@@ -35,6 +35,9 @@
#include "scrub/readdir.h"
#include "scrub/tempfile.h"
#include "scrub/orphanage.h"
+#include "scrub/xfile.h"
+#include "scrub/xfarray.h"
+#include "scrub/xfblob.h"
/*
* Repairing The Directory Parent Pointer
@@ -50,20 +53,71 @@
* See the section on locking issues in dir_repair.c for more information about
* conflicts with the VFS. The findparent code wll keep our incore parent
* inode up to date.
+ *
+ * If parent pointers are enabled, we instead reconstruct the parent pointer
+ * information by visiting every directory entry of every directory in the
+ * system and translating the relevant dirents into parent pointers. In this
+ * case, it is advantageous to stash all parent pointers created from dirents
+ * from a single parent file before replaying them into the temporary file. To
+ * save memory, the live filesystem scan reuses the findparent object. Parent
+ * pointer repair chooses either directory scanning or findparent, but not
+ * both.
+ *
+ * When salvaging completes, the remaining stashed entries are replayed to the
+ * temporary file. All non-parent pointer extended attributes are copied to
+ * the temporary file's extended attributes. An atomic extent swap is used to
+ * commit the new directory blocks to the directory being repaired. This will
+ * disrupt attrmulti cursors.
*/
+/* A stashed parent pointer update. */
+struct xrep_pptr {
+ /* Cookie for retrieval of the pptr name. */
+ xfblob_cookie name_cookie;
+
+ /* Parent pointer attr key. */
+ xfs_ino_t p_ino;
+ uint32_t p_gen;
+
+ /* Length of the pptr name. */
+ uint8_t namelen;
+};
+
+/*
+ * Stash up to 8 pages of recovered parent pointers in pptr_recs and
+ * pptr_names before we write them to the temp file.
+ */
+#define XREP_PARENT_MAX_STASH_BYTES (PAGE_SIZE * 8)
+
struct xrep_parent {
struct xfs_scrub *sc;
+ /* Fixed-size array of xrep_pptr structures. */
+ struct xfarray *pptr_recs;
+
+ /* Blobs containing parent pointer names. */
+ struct xfblob *pptr_names;
+
/*
* Information used to scan the filesystem to find the inumber of the
- * dotdot entry for this directory.
+ * dotdot entry for this directory. On filesystems without parent
+ * pointers, we use the findparent_* functions on this object and
+ * access only the parent_ino field directly.
+ *
+ * When parent pointers are enabled, the directory entry scanner uses
+ * the iscan, hooks, and lock fields of this object directly.
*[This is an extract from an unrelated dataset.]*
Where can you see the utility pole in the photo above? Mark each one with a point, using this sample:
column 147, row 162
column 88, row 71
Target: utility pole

+ * @pscan.lock coordinates access to pptr_recs, pptr_names, pptr, and
+ * pptr_scratch. This reduces the memory requirements of this
+ * structure.
*/
struct xrep_parent_scan_info pscan;
/* Orphanage reparenting request. */
struct xrep_adoption adoption;
+ /* xattr key and da args for parent pointer replay. */
+ struct xfs_parent_scratch pptr_scratch;
+
/*
* Scratch buffer for scanning dirents to create pptr xattrs. At the
* very end of the repair, it can also be used to compute the
@@ -78,6 +132,12 @@ xrep_parent_teardown(
struct xrep_parent *rp)
{
xrep_findparent_scan_teardown(&rp->pscan);
+ if (rp->pptr_names)
+ xfblob_destroy(rp->pptr_names);
+ rp->pptr_names = NULL;
+ if (rp->pptr_recs)
+ xfarray_destroy(rp->pptr_recs);
+ rp->pptr_recs = NULL;
}
/* Set up for a parent repair. */
@@ -86,6 +146,7 @@ xrep_setup_parent(
struct xfs_scrub *sc)
{
struct xrep_parent *rp;
+ int error;
xchk_fsgates_enable(sc, XCHK_FSGATES_DIRENTS);
@@ -95,6 +156,10 @@ xrep_setup_parent(
rp->sc = sc;
sc->buf = rp;
+ error = xrep_tempfile_create(sc, S_IFREG);
+ if (error)
+ return error;
+
return xrep_orphanage_try_create(sc);
}
@@ -150,6 +215,318 @@ xrep_parent_find_dotdot(
return error;
}
+/*
+ * Add this stashed incore parent pointer to the temporary file.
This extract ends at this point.